Statistical Analysis

NHANES relies on a complex survey design using both clustering and stratification, which is presented in detail elsewhere (36). We analyzed the data with the statistical program R, version 3.0.2 (37), using the Survey package, version 3.28-2 (38) to provide the necessary methods for analyzing complex survey data (39). Sample weights provided with the NHANES data adjust for unequal probabilities of selection (some subpopulations were oversampled), nonresponse adjustments, and other adjustments (21). We used dietary weights when calculating dietary data and mobile examination center weights when calculating serum 25(OH)D status and vitamin D supplement intake, appropriately adjusted for the number of cycles of available data.

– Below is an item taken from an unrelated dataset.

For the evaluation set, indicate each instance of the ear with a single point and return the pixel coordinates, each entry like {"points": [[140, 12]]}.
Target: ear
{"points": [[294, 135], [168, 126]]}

For each analysis, we deleted cases with missing information on any of the variables in that analysis as well as cases for individuals older than 21 y, resulting in 7,764 unweighted cases for the dietary vitamin D analysis, 10,961 unweighted cases for the serum 25(OH)D analysis, and 30,128 unweighted cases for the supplemental vitamin D analysis.

Statement of Financial Support

This project was completed with no financial support.

Disclosure

There are no financial ties to this study, nor any potential or perceived conflicts of interest.